Valerie, I read your comments with great interest. I think you are off the mark here. Obama does not "disassociate himself from his race."

He just sang Al Green, (amazingly well I have to say...and I am no supporter of the guy)

He is married to a very culturally aware Black woman, has a Black attorney general, spoke out about the Gates case off the cuff.

I would also question the phrase "his race." He was raised by a white mother. And the whole concept of "race" is suspect in the eyes of most modern anthropologists.

He does not come from a characteristic African American cultural environment.

The whole question of "Black" is a
loaded one.

I don't endorse this "low self esteem" thing. You can say that about anyone at all...I think he has betrayed students, white workers and Black workers in a very even handed way.

There is a monumental amount wrong with the Obama administration as we all know.

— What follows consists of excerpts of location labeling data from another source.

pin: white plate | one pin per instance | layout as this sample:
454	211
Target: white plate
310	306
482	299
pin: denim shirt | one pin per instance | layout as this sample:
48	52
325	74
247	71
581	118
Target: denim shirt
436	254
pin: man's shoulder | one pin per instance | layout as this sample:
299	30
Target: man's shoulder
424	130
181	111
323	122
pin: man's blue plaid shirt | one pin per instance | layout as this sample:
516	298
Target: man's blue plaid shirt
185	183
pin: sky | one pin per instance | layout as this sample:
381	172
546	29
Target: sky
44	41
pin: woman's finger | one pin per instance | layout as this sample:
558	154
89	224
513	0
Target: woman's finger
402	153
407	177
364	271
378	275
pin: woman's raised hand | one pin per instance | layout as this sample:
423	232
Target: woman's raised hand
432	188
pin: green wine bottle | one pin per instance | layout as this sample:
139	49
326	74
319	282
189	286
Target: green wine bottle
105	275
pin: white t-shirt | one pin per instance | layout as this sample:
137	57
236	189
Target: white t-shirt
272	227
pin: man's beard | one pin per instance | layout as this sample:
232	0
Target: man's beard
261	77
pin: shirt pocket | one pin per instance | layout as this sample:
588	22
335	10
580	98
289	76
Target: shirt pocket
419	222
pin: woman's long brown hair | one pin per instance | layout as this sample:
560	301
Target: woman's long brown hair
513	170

But not acting "black" enough or "betraying his race" is not on my list at least.

And yes, he ignores the progressive Black members of congress....and the white ones too!!!!

But we shouldn't feud amongst ourselves.

There is a real enemy out there...God knows.

I salute everyone who comments here.

Valerie said...


I encourage you to read a great article by Bruce Dixon

While I agree with you that classical anthropologists are distancing themselves from race in terms of categorising the characteristics of different races, as a sociological and cultural phenomenon, race is still a huge and recognized issue with cultural anthropologists. You can change the name of the term if you like, but it is an elephant in the room and it shouldn't be ignored. Too many people of colour are falling through the cracks under Obama's watch and he isn’t doing anything to stop it.

Why should Obama be especially attuned to people of colour? Well, because despite his white upbringing, Barry very much exploits his blackness when he wants something from the black community. He does it by implying he is one of them – their highest symbol of the heights a person of colour can reach. Do you really think a white Democrat could go to the Congressional Black Caucus (which is supposed to be representing the interests of their primarily black constituency) and demand that they stop whining, and get out of their robes and bedroom slippers and do what he tells them to do? No, he got away with that because he sells himself as a black man when it is convenient for him to do so. When Obama was elected in 08, the world celebrated because he was the first person of colour to be elected President of the U.S. What I find terribly wrong is that blacks give him their trust, expecting him to watch out for their interests – maybe because they expect him to know what it is like to be discriminated against – and he puts policy after policy into place that hurts people of colour disproportionately.

As for Michelle – when was she being such a strong black woman? When she was sitting on the board of Walmart? Because she is buddy, buddy with Oprah? From what I can see she is a faithful wife – just like Nancy Reagan. Does her loyalty to her( half-)black husband make her a strong black woman? Oh, maybe you were taken in by the photo op putting in the White House garden with a bunch of the poor black kids. I think Michelle tipped her hand when she took her girls on a VERY expensive trip to Europe during the aftermath of Katrina letting those people down in Hurricane Alley” eat cake” while they ate better cake.

But you are right. Obama’s betrayal of those who elected him to office based on his promises along the campaign trail extends beyond people of colour. It was just that the issue of Otis laying off black employees because he didn’t want his restaurant to seem anything other than white, reminded me too much of Obama and his own betrayal of those who expected better of him.

Denis Neville said...

Racial Cleansing in the U.S.A.

The forgotten history of racial cleansing in America, when thousands of Black Americans were driven from their homes and communities by violent, racist mobs. Between 1860 and 1920 hundreds of U.S. counties expelled their black residents.

“Banished: How Whites Drove Blacks Out of Town in America.” Independent Lens, PBS, 2007

And it still occurs. Just in more subtle forms: red-lining, redevelopment, gentrification, gated communities, all-white suburbs, the Katrina Diaspora.